# My new Schwinn High Sierra



## mouser (Aug 29, 2012)

Hello all,
 I'm a bit of a newbie when it comes to vintage bikes but enjoy my new interest and thought I would share. I have been lucky this week and now own this 80's Schwinn mountain bike and a 1938 CCM Flyte. 
http://s785.photobucket.com/albums/yy135/buccaneerlogbook/Vintage CCM Flyte/

 I recently acquired this bike and the little booklet that came with it from a friend who bought it new in California. It has hardly ever been ridden and still has the original tires, brakes, etc. Haven't done much research as yet on this model but think it is about 1983. 
http://s785.photobucket.com/albums/yy135/buccaneerlogbook/1983 Schwinn High Sierra/


----------



## cyclebuster (Aug 31, 2012)

hate to burst your bubble, but thats not a high sierra. I owned one a few years ago, and extensively researched the model line. Sorry.


----------



## mouser (Aug 31, 2012)

cyclebuster said:


> hate to burst your bubble, but thats not a high sierra. I owned one a few years ago, and extensively researched the model line.

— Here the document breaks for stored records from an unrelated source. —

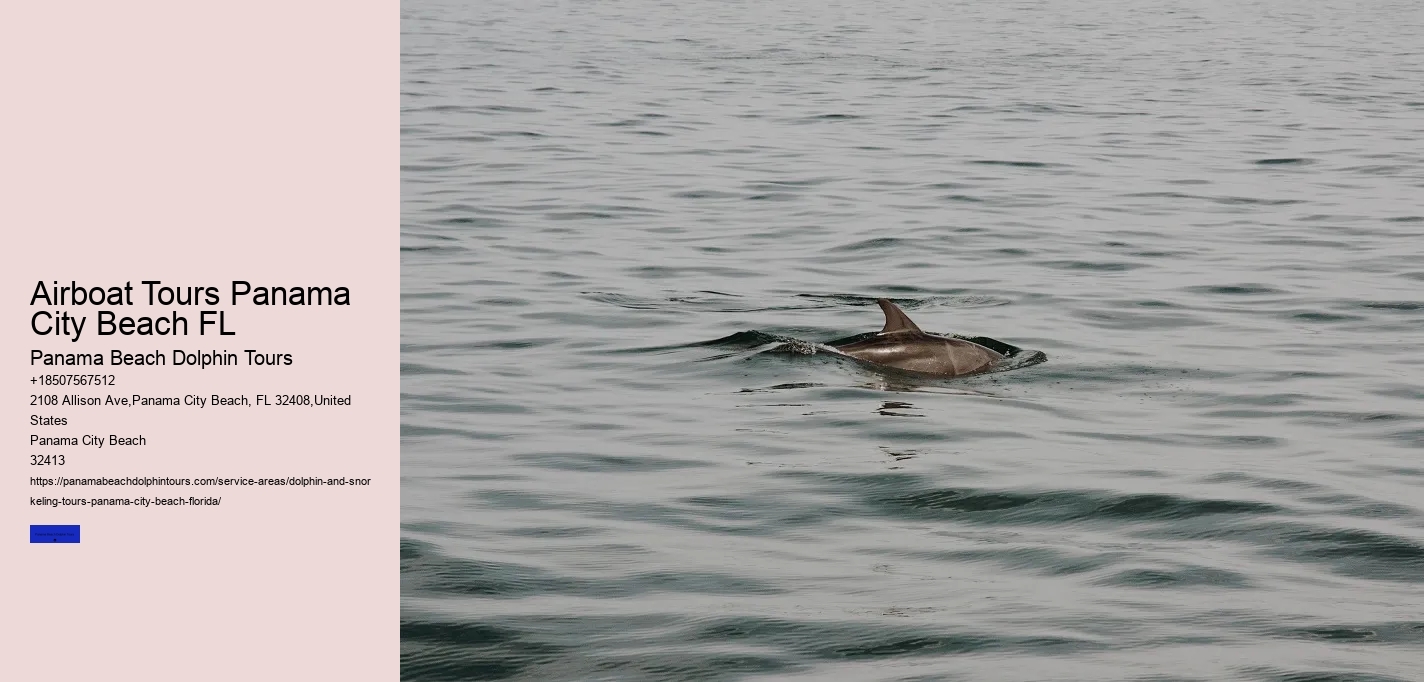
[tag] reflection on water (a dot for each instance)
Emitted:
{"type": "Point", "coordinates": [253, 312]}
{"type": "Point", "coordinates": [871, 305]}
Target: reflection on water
{"type": "Point", "coordinates": [630, 229]}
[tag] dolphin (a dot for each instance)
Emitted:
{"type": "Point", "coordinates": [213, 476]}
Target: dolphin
{"type": "Point", "coordinates": [902, 345]}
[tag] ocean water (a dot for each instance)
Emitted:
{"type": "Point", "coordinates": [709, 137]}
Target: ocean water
{"type": "Point", "coordinates": [1208, 215]}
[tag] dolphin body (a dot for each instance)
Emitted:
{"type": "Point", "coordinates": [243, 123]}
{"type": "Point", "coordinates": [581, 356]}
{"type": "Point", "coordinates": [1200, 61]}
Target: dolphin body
{"type": "Point", "coordinates": [902, 345]}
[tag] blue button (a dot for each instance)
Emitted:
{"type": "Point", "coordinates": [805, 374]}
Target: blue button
{"type": "Point", "coordinates": [54, 534]}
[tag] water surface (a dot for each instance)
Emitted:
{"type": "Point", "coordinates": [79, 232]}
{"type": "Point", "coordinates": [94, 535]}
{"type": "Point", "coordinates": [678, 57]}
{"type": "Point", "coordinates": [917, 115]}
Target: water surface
{"type": "Point", "coordinates": [1208, 215]}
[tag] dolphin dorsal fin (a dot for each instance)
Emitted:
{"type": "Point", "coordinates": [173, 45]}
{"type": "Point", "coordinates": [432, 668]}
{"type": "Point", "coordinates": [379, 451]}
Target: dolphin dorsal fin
{"type": "Point", "coordinates": [896, 319]}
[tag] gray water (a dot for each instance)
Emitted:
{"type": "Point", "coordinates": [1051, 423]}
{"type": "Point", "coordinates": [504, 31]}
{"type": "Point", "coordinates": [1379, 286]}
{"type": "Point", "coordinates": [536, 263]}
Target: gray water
{"type": "Point", "coordinates": [1208, 215]}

Sorry.




Can anyone help me identify this bike in that case?
serial # DU500506
badge # 1433
Thanks for your help.


----------



## how (Sep 9, 2012)

Looks like a 82 Sidewinder..I dont think your bubble is burst
If it is a Sidewinder it was made in Chicago and has a much better collector value than the Taiwan made HIgh Sierra,,can you see anywhere on the bike where it states where was made?


----------